The Company may also provide performance guarantees that provide potential refunds to clients if certain service standards, clinical outcomes or financial metrics are not met. If these standards, outcomes and metrics are not met, the Company may be financially at risk up to a stated percentage of the contracted fee or a stated dollar amount. The Company defers revenue by recording a liability for estimated payouts associated with these guarantees within accounts payable, accrued expenses and other liabilities. The amount of revenue deferred is estimated for each type of guarantee, using either a most likely amount or expected value method depending upon the nature of the guarantee and the information available to estimate refunds. Estimates are refined each reporting period as additional information on the Company’s performance becomes available, and upon final reconciliation and settlement at the end of the guarantee period. Amounts accrued and paid for performance guarantees during the reporting periods were not material.

Service fees are recognized net of estimated pharmaceutical manufacturer rebates payable to ASO clients using our network of retail pharmacies. Net rebates retained by the Company from pharmaceutical manufacturers resulting from ASO client utilization at retail pharmacies represent compensation for pharmacy services and are reflected as fee revenue. Rebates generally represent a per script amount from the manufacturer and are determined based on scripts filled during the reporting period.

Expenses associated with administrative programs and services are recognized in other operating expenses as incurred.

Mail Order Pharmacy Revenues and Costs

Mail order pharmacy revenues are due and recognized as each prescription is shipped. Mail order pharmacy revenues are presented net of estimated pharmaceutical manufacturer rebates payable to ASO clients that use our mail order business. Rebates are generally determined based on actual prescriptions filled during the reporting period.

Mail order pharmacy costs are recognized as each prescription is shipped and include the cost of prescriptions sold and other costs to operate this business (including supplies, shipping and handling), net of estimated pharmaceutical rebates from manufacturers for prescriptions filled through our mail order business.

Contract Balances

The following table provides information about receivables and contract liabilities from service and mail order pharmacy contracts with clients. The allowance for doubtful accounts for receivables and the Company’s contract assets were not material as of the dates presented.

(In millions)June 30, 2018December 31, 2017
Receivables, net $ 911 $ 885
Contract liabilities $56$54

Revenue recognized for the three months and six months ended June 30, 2018 and 2017 that was included in the contract liability balance at the beginning of the reporting period was not material.

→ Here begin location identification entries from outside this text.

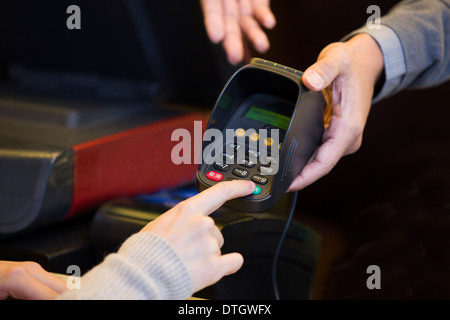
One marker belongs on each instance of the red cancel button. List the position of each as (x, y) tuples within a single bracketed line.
[(214, 176)]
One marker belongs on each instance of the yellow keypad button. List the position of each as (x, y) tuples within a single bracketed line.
[(268, 141), (240, 132)]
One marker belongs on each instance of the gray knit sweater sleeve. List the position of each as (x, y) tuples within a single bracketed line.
[(145, 267), (415, 41)]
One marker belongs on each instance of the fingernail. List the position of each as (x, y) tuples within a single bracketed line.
[(313, 78)]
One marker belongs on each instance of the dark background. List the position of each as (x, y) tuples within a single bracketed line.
[(387, 205)]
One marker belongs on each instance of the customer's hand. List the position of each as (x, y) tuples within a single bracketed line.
[(227, 21), (347, 73), (194, 236), (28, 281)]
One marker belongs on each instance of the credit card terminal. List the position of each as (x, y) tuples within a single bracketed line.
[(264, 127)]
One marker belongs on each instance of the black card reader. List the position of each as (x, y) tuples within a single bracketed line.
[(264, 127)]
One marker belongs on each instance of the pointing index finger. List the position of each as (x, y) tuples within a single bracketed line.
[(213, 198)]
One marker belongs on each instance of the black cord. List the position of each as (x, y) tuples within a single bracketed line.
[(280, 243)]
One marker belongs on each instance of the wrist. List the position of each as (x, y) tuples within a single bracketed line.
[(366, 52)]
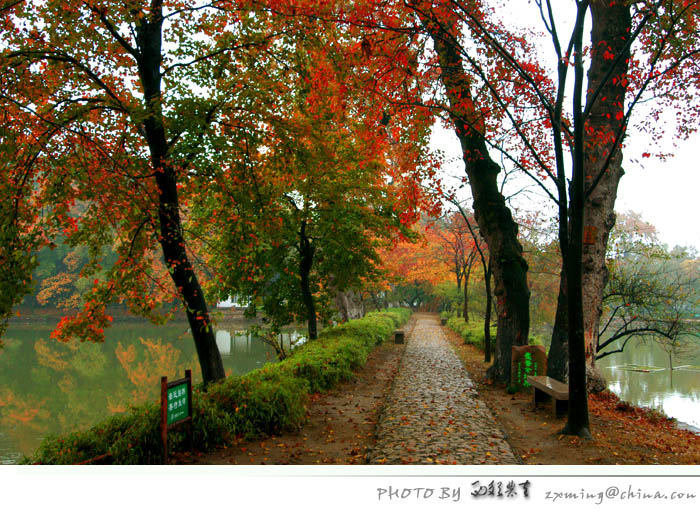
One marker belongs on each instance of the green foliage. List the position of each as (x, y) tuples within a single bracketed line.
[(651, 291), (266, 401), (472, 332)]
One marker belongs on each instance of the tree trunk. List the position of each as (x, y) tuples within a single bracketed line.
[(149, 37), (306, 253), (350, 305), (577, 422), (487, 314), (611, 26), (558, 356), (465, 312), (610, 30), (490, 211)]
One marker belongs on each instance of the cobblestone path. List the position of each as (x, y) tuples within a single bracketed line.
[(433, 414)]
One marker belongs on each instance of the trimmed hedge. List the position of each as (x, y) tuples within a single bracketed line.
[(266, 401)]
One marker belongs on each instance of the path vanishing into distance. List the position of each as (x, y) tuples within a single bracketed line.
[(433, 414)]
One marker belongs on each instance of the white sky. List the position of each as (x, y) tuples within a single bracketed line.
[(666, 194)]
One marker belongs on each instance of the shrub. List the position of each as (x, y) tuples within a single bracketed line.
[(265, 401)]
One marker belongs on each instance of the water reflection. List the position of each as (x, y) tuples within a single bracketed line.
[(675, 392), (51, 387)]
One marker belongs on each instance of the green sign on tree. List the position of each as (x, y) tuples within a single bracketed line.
[(175, 406), (178, 403)]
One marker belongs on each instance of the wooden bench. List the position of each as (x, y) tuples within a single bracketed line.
[(546, 387)]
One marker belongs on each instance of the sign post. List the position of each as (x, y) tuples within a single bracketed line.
[(175, 406)]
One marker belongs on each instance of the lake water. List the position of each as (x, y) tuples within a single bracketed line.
[(52, 387), (650, 383)]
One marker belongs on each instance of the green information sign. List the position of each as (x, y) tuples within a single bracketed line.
[(178, 403)]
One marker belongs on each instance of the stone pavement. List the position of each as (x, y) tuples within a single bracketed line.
[(433, 414)]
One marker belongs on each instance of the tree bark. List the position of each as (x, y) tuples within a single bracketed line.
[(558, 357), (490, 211), (487, 313), (149, 38), (306, 254), (577, 422), (611, 26), (611, 23)]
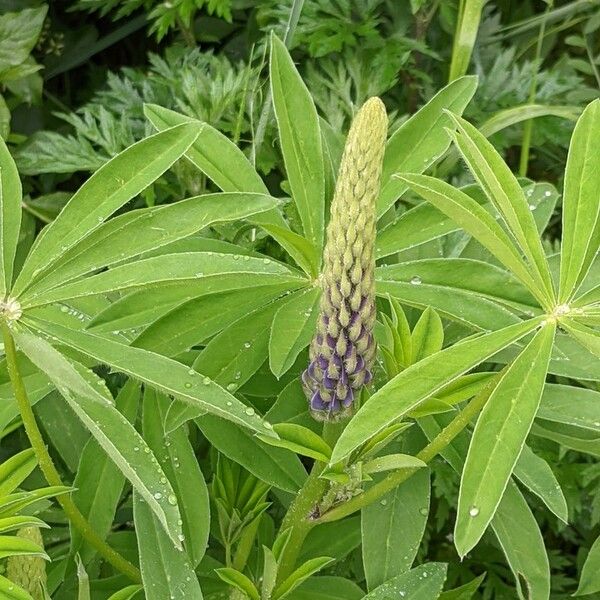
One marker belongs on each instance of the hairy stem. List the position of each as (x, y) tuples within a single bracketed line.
[(298, 516), (49, 470), (428, 453)]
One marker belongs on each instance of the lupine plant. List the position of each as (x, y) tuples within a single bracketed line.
[(381, 340)]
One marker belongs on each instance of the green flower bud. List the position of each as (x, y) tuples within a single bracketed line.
[(343, 349), (29, 572)]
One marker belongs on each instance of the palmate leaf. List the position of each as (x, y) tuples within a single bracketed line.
[(139, 231), (10, 215), (581, 209), (203, 272), (231, 172), (300, 138), (505, 193), (514, 525), (499, 438), (421, 381), (475, 220), (109, 188), (164, 374), (421, 140), (88, 397), (166, 571)]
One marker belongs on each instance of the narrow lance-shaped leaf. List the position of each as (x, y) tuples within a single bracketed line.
[(504, 191), (421, 381), (89, 398), (581, 207), (499, 438), (109, 188), (166, 570), (300, 138), (139, 231), (164, 374), (474, 219), (10, 216), (422, 139)]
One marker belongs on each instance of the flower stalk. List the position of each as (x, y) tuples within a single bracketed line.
[(343, 349)]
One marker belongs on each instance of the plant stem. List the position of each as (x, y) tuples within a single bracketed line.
[(428, 453), (298, 515), (528, 127), (46, 464)]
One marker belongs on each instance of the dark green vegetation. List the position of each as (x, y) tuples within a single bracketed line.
[(166, 180)]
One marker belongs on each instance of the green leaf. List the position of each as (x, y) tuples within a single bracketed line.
[(292, 329), (327, 588), (421, 140), (574, 406), (276, 466), (475, 220), (11, 591), (177, 458), (425, 582), (15, 470), (303, 251), (464, 592), (89, 398), (391, 462), (421, 381), (589, 338), (474, 293), (523, 545), (467, 25), (108, 189), (300, 138), (166, 571), (537, 476), (218, 158), (197, 320), (302, 573), (98, 482), (11, 545), (301, 440), (581, 209), (13, 523), (503, 190), (139, 231), (164, 374), (239, 581), (203, 272), (589, 580), (127, 593), (427, 335), (19, 32), (392, 529), (498, 439), (10, 207), (415, 227)]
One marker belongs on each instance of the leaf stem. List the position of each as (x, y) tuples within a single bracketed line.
[(427, 454), (46, 464), (298, 516)]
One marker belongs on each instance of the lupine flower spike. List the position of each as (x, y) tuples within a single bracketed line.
[(343, 349), (28, 572)]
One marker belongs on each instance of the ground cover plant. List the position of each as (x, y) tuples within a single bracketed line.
[(306, 306)]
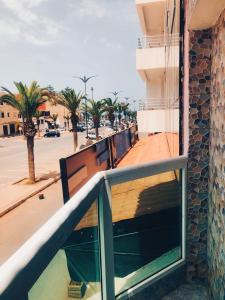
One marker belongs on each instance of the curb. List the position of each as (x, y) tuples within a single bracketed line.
[(21, 201)]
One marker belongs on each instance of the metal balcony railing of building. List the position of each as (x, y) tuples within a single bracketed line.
[(191, 7), (158, 41), (157, 104), (124, 229)]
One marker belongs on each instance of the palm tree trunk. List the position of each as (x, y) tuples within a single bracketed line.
[(96, 133), (75, 143), (39, 134), (30, 150)]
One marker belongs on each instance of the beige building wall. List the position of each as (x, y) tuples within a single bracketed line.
[(9, 120), (151, 121)]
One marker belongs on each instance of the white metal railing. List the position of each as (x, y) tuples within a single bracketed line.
[(191, 7), (22, 270), (154, 104), (158, 41)]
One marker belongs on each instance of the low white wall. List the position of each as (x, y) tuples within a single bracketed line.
[(53, 282), (150, 121)]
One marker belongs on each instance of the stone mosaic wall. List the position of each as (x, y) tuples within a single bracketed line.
[(198, 172), (216, 232)]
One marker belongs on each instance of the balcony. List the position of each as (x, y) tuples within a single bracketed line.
[(151, 15), (203, 14), (158, 104), (154, 54), (157, 41), (122, 231)]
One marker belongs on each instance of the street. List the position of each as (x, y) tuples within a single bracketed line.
[(48, 151)]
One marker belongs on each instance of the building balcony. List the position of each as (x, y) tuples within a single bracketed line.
[(122, 231), (155, 54), (158, 104), (203, 14), (151, 15)]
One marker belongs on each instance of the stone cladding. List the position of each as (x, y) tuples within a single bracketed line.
[(216, 214), (198, 162)]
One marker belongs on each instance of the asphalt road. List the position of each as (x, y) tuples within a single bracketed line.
[(48, 151)]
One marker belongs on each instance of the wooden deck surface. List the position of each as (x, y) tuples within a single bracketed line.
[(146, 195)]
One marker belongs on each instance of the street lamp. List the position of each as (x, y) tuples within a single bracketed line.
[(126, 98), (134, 101), (92, 93), (85, 80), (116, 93)]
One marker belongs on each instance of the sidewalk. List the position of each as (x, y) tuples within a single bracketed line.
[(20, 223), (15, 194)]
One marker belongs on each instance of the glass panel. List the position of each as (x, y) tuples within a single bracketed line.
[(146, 227), (74, 272)]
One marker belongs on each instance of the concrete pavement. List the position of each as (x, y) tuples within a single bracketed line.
[(20, 223)]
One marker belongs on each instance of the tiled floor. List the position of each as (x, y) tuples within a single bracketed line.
[(188, 292)]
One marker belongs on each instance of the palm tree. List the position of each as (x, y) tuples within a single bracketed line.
[(67, 120), (125, 108), (27, 102), (110, 106), (119, 110), (71, 100), (54, 117), (38, 115), (95, 109)]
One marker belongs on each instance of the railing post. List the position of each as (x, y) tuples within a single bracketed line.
[(184, 211), (64, 179), (106, 242)]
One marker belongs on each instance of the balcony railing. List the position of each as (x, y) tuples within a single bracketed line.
[(157, 104), (191, 7), (157, 41), (123, 229)]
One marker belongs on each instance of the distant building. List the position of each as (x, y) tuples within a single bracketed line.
[(9, 120)]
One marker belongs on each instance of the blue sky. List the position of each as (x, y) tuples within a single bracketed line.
[(52, 40)]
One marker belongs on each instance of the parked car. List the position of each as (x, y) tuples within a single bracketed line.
[(80, 128), (52, 133), (92, 136)]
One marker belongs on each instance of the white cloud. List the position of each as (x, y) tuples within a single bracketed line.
[(90, 8), (22, 22), (109, 44)]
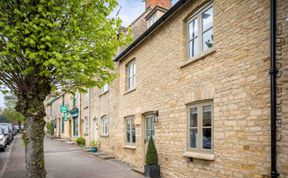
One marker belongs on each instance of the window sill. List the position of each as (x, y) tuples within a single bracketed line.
[(194, 59), (129, 91), (198, 155), (104, 93), (133, 147)]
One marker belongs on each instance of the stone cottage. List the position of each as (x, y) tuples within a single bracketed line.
[(196, 80)]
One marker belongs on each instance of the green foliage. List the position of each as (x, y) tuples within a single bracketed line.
[(80, 141), (151, 155), (13, 116), (64, 44), (94, 143), (50, 127)]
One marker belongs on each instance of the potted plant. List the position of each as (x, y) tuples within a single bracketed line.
[(94, 146), (152, 169)]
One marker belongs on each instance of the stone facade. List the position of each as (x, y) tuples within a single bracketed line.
[(233, 75)]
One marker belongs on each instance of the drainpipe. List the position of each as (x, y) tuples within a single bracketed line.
[(273, 73)]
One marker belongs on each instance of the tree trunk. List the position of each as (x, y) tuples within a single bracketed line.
[(19, 125), (34, 147), (32, 108)]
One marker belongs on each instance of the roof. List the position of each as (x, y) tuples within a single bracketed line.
[(150, 30)]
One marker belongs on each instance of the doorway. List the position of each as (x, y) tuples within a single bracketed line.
[(149, 130)]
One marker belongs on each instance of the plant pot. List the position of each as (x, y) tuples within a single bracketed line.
[(152, 171), (94, 149)]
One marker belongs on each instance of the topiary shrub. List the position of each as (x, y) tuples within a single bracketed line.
[(151, 156), (80, 141)]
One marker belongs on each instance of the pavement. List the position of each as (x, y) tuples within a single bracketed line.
[(64, 161)]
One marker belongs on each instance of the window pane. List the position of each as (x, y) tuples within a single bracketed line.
[(193, 138), (193, 29), (207, 138), (208, 39), (133, 131), (128, 136), (195, 47), (207, 18), (193, 117), (207, 115)]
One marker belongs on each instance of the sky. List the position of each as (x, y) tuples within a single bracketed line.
[(130, 10)]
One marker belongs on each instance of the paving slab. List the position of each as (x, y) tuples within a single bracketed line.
[(68, 161)]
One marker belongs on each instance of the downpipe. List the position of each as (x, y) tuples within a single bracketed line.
[(273, 95)]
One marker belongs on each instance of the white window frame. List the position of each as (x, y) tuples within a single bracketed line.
[(131, 76), (105, 126), (86, 125), (199, 137), (130, 119), (105, 88), (198, 15), (87, 98)]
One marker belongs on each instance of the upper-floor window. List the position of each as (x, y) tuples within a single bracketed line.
[(152, 20), (131, 75), (200, 32), (105, 88), (86, 125), (130, 130), (105, 125), (200, 128)]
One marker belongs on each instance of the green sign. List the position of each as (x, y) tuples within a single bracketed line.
[(74, 112), (63, 109)]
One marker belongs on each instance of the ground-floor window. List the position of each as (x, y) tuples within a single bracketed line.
[(150, 127), (130, 130), (200, 128), (75, 126), (105, 125), (62, 125)]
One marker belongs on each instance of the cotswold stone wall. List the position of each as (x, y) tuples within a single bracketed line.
[(235, 76), (282, 86)]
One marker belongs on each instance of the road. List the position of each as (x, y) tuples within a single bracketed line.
[(65, 161)]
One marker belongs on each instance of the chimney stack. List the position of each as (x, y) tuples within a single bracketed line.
[(162, 3)]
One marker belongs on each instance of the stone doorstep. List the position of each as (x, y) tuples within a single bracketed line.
[(138, 170), (103, 155)]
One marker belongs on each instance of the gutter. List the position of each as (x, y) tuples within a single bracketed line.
[(273, 95), (150, 30)]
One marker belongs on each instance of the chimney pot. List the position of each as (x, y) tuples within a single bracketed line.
[(162, 3)]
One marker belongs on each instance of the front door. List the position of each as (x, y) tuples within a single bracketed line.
[(149, 128), (69, 129), (75, 126)]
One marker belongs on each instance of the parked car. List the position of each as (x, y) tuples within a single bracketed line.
[(14, 130), (6, 134), (3, 139), (8, 131), (17, 128)]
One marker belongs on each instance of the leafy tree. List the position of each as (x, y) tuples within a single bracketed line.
[(53, 45), (151, 155), (10, 113)]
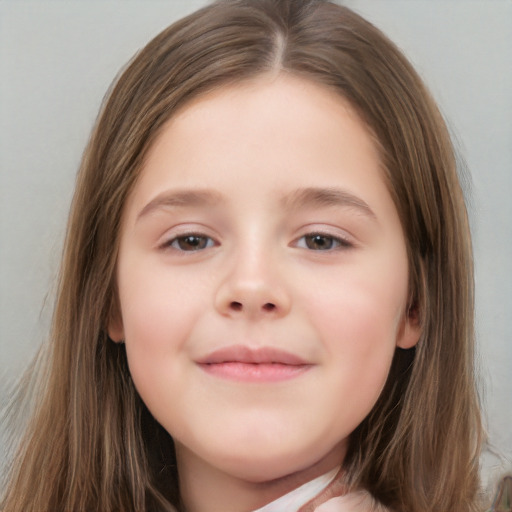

The amount of revenue recognized for the three months and six months ended June 30, 2018 and 2017 from performance obligations satisfied in prior periods was not material.

The incremental costs of obtaining ASO and mail order pharmacy contracts (such as sales commissions) are expensed as incurred and the Company does not disclose information about remaining performance obligations for these contracts in accordance with elections made by the Company as they are generally short-term with original expected durations of one year or less.